Thoughts are not the problem. Believing them is.
It was a winter-night in New England and I was thinking of the job cuts that likely would come our way. Our competitors had already laid off a lot of staff as the business model of the financial industry is under attack. Probably our group would also get affected; yes, my job could certainly eat eliminated as well. As I had these thoughts, and as my stomach was churning, I was thinking that this negative feeling was entirely due to my anticipation of negative events. Who knew what exactly would be happening. And even if it was me being laid off, who knows what exactly would be going through my head at that time. Isn't it true that for some time now I had been wondering when to make the jump to my next career as a writer and a spiritual coach? Perhaps that transition would come quite naturally and there would be no looking back on my old career path whatsoever. It is true what they say that it is our ego that puts us through these pressure cookers. We very much have the choice of stepping out of it.

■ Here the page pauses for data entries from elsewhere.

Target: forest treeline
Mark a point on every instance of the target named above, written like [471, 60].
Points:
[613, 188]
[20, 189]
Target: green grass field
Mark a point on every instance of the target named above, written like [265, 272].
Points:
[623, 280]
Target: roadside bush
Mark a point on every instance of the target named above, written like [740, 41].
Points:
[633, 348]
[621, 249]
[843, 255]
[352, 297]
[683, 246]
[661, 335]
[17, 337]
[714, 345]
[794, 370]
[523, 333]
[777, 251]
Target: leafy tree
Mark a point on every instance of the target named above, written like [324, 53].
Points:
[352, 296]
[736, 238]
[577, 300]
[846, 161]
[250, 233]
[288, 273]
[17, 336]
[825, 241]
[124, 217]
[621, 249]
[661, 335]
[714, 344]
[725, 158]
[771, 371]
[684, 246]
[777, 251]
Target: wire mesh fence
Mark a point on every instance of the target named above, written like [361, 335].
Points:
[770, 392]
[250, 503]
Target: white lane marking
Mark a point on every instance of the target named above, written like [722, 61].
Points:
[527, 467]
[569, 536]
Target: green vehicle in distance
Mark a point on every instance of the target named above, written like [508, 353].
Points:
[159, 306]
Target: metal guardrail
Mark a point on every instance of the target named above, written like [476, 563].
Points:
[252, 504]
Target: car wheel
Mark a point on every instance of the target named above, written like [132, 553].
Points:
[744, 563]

I remembered a moment when I was really miserable in the depth of the European financial crisis many years earlier. I was on my way to the gym at 5 am and felt so distracted by the wild thoughts that were rushing through my mind that I had to turn around and went back home instead. What message would I have today to that person who needed guidance at that time? I doubt that I would give him special investment and market timing instructions but instead would simply say, "Relax, calm down; everything will be revealed to you in the nick of time!" Isn't that how it always goes? Yes, there are always ups and downs, and yes, some days feel better than others, but mostly the path we take is pretty clear and everything makes perfect sense in hindsight.
Life just is. Enjoy, accept and experience, and please don't get caught up in your thoughts.